Official Communication

Class discussion, class hand-outs, emails to the student’s WPI email account, the class discussion board, and the course Web pages are avenues for official course communication. Students are responsible for any information posted through these venues.


Students will propose and run a term-long project, ideally in groups of 3-4. Please see here for a list of potential project ideas. It is fine to use your existing project if it is relevant to the course and the instructor approves. You will present the project at the end of the course and write a 10-12 page report. If you are unsure about the scope of the project, please visit my office hours.

Please refer to this document for more instructions on each milestone of the project.

Project Timeline

  • Project proposal: 5PM on Friday Feb 7
  • Final project: noon on March 3 (right before class)

Technology Review

The technology review provides students the opportunity to connect with and expand what will be covered in the lecture; it also serves as an opportunity to share with and learn from your peer. For each topic, students should prepare a short writeup (one paragraph is sufficient) that describes or synthesizes one cool thing related to the topic. The technology review should be submitted through IA and will be graded based on timeliness. We will use a grade scale of 0, 1, 2 for cases of no submission, irrelevant submission, and good submission.

Please also bring a copy of your technology review to the class for in-class discussion.

Hands-on Labs

The hands-on labs is designed to acquaint students with the basics of mobile programming and as the first step to prepare for the term-long group project. There will be three labs released at the beginning of the term. Students can work individually or in group to complete the labs, but the submitted writeup should only contain student’s original work. For each lab, the instructor will provide a brief description of the expected project outcome and an accompany tutorial as reference.

Students only need to submit a brief writeup, following the template provided by the instructor, that focus on describing the learning outcome. A writeup that consists of a few screenshots of the achieved features and a few paragraphs that summarize useful tips, resources, and potential gotcha would be sufficient.

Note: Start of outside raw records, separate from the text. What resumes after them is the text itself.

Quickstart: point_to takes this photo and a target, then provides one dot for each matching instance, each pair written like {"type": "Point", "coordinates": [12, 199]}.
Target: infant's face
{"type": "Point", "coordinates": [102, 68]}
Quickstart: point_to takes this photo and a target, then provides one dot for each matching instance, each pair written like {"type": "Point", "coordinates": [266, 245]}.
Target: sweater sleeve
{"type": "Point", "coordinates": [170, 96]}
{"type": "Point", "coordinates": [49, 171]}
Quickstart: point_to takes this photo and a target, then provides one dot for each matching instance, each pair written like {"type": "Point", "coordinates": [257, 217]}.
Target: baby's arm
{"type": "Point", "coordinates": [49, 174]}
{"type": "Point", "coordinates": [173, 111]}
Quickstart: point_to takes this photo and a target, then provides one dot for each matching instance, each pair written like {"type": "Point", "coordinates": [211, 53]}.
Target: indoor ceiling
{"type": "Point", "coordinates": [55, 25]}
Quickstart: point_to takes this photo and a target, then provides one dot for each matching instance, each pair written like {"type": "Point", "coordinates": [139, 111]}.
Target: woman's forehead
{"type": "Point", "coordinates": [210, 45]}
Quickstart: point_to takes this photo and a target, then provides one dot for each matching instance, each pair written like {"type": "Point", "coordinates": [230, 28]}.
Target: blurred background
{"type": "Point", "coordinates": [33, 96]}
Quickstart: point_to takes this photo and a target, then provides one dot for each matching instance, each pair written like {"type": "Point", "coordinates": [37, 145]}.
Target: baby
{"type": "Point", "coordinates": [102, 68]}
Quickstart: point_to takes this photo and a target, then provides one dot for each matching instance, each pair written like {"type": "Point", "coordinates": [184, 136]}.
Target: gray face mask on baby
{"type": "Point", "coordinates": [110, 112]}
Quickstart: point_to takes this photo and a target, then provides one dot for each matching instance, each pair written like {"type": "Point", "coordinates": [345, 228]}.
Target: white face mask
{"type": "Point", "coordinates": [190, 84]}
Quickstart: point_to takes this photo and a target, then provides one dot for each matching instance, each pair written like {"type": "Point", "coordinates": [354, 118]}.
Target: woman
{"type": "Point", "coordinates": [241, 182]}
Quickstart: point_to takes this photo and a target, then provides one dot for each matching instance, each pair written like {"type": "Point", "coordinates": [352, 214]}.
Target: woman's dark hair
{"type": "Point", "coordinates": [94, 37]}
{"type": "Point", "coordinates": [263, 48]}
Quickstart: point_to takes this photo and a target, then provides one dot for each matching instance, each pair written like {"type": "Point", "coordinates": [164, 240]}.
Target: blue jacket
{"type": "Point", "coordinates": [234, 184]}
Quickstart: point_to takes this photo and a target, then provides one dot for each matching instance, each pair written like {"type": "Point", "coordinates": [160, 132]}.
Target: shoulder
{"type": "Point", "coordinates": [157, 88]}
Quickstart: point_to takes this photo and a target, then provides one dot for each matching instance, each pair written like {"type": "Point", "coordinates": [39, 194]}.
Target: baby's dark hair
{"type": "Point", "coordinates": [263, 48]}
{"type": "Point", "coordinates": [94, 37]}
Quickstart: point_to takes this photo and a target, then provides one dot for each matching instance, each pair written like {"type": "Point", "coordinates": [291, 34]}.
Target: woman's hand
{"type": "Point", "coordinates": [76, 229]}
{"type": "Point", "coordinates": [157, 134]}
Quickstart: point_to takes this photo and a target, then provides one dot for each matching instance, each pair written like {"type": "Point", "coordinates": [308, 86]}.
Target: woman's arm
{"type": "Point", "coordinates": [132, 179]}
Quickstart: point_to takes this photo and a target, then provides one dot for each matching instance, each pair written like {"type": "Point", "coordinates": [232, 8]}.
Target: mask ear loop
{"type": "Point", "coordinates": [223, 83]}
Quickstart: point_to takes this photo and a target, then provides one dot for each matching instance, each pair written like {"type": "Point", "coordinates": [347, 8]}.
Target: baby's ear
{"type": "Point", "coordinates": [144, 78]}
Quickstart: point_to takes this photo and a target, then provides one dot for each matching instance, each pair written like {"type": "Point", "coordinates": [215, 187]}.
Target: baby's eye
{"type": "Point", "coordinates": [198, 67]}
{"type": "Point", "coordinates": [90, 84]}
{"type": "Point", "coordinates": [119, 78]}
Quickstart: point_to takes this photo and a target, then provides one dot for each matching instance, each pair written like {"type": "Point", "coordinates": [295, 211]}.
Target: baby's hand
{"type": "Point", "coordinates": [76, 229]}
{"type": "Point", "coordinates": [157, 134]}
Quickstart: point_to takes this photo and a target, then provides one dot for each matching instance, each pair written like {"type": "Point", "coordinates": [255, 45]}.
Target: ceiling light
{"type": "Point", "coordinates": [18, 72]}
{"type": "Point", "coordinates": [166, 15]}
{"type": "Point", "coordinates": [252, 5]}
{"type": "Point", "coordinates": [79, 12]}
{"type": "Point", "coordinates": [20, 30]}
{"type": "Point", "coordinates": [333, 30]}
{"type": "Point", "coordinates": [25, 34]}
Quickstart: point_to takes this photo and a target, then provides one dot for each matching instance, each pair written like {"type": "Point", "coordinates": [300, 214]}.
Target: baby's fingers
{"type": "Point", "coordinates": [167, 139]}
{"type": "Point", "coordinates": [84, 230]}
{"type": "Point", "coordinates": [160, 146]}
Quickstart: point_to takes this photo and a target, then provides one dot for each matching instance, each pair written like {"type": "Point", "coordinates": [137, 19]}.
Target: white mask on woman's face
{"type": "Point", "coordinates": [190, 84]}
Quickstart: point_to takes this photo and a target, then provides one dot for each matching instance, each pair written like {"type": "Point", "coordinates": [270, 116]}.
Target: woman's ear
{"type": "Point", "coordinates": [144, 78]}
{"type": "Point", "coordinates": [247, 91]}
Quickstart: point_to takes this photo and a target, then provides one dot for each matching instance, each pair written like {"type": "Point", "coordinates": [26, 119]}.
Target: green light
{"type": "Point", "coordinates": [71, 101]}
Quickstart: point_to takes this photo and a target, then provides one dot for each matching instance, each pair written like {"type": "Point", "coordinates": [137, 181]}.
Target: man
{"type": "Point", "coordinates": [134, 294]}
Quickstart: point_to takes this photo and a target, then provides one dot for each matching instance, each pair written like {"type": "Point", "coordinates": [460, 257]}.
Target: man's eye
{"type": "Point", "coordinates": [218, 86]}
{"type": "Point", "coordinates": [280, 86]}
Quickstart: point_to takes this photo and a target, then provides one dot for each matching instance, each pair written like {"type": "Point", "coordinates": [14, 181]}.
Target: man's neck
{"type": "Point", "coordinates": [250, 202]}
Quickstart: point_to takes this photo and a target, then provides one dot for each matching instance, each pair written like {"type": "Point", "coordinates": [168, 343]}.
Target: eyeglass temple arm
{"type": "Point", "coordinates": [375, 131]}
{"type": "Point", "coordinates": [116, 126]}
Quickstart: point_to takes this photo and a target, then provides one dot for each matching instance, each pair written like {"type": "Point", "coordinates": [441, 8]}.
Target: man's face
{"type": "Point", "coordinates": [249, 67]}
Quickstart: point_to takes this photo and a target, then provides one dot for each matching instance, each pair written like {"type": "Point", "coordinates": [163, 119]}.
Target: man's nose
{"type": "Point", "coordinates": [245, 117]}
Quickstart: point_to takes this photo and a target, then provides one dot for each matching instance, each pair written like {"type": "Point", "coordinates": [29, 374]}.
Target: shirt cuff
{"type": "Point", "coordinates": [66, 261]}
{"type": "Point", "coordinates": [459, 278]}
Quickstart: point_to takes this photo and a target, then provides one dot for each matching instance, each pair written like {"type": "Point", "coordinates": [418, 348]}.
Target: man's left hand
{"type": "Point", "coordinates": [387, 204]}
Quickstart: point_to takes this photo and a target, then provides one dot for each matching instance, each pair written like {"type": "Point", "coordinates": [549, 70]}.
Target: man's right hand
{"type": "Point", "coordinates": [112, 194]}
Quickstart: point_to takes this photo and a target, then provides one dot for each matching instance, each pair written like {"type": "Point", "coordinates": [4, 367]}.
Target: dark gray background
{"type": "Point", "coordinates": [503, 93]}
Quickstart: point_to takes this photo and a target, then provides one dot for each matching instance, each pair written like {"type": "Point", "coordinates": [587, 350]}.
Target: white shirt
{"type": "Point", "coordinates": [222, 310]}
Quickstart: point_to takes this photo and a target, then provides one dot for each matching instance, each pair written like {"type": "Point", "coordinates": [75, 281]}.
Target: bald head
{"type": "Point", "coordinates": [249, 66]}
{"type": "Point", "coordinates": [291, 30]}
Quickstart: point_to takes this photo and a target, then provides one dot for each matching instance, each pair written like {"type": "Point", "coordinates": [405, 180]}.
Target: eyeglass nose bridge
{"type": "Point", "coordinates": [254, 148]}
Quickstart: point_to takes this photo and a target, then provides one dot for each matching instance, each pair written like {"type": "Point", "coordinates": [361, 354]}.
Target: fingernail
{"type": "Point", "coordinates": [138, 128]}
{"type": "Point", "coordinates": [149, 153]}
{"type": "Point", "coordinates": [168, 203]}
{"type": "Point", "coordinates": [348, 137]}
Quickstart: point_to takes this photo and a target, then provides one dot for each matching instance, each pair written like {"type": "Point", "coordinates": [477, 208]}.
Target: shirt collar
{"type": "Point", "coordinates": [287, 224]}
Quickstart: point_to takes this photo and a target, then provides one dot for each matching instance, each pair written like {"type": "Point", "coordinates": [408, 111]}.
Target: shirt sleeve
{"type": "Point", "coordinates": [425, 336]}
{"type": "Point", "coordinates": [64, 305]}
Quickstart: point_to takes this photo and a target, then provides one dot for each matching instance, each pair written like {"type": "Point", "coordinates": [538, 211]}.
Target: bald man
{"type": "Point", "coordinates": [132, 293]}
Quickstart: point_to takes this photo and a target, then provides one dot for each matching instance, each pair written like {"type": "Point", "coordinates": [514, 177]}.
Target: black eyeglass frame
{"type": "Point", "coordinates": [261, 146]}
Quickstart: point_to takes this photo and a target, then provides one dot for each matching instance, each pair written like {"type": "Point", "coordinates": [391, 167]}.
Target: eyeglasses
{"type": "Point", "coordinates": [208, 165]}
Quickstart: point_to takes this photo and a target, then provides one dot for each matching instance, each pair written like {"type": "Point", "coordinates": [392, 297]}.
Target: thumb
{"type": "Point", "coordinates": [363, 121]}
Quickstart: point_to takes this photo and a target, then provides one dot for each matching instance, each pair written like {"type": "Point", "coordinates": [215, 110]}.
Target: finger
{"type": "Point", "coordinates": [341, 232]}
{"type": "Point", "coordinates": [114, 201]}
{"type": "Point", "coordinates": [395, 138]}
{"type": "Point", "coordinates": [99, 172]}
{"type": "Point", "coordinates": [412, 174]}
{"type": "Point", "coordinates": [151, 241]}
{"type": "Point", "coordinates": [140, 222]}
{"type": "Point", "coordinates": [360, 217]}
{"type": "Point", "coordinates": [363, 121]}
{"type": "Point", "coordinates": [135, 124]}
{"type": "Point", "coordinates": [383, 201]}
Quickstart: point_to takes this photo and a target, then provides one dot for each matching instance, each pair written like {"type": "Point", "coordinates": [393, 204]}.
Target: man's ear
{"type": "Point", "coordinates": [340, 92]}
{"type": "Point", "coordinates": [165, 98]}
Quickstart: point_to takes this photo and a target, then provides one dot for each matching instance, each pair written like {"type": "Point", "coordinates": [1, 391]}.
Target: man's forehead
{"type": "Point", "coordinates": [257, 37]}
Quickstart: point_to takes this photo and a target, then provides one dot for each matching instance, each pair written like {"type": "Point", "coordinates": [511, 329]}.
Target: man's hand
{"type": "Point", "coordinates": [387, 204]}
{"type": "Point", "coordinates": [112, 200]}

Participation and Professionalism

During class time, the instructor may use Instruct Assist’s built-in features such as Quiz bowls to randomly select students to participate class activities. Instruct Assist will record the participation and such records will be used to calculate the participation score. The initial participation score will be set to the maximum (i.e., 10% of the final grade) and will be adjusted accordingly.

Further, students are expected to active participate in the class; any materials or electronic devices that would inhibit students’ own and their peers’ attention should not be used in class.

Lastly, professionalism is highly valued and is strictly enforced in this class. Everyone, including students and teaching staff, is expected to treat others with respect.

Late Policy

We do not accept late submission for the technology review due to the time-sensitivity of this submission. Instead, you may miss up to two technology reviews without impacting the final grade.

We also do not accept late submission for the final project to ensure quality in-class project presentations and to facilitate timely grading before the end of the term.

You may submit other deliverables for up to two days late, but with penalties. Each late day incurs an 20% deduction from maximum grade before the rest of the grading begins. We do not accept submissions that are more than two days late as these submissions may impact your chances of successful completing subsequent assignments.

Academic Honesty

The WPI Academic Honesty Policy describes types of academic dishonesty and requirements in documentation. In the case of academic dishonesty, I am required to report the incident to the Dean of Student Affairs. Plagiarism will lead to a failing grade and may bring more serious consequences at WPI level.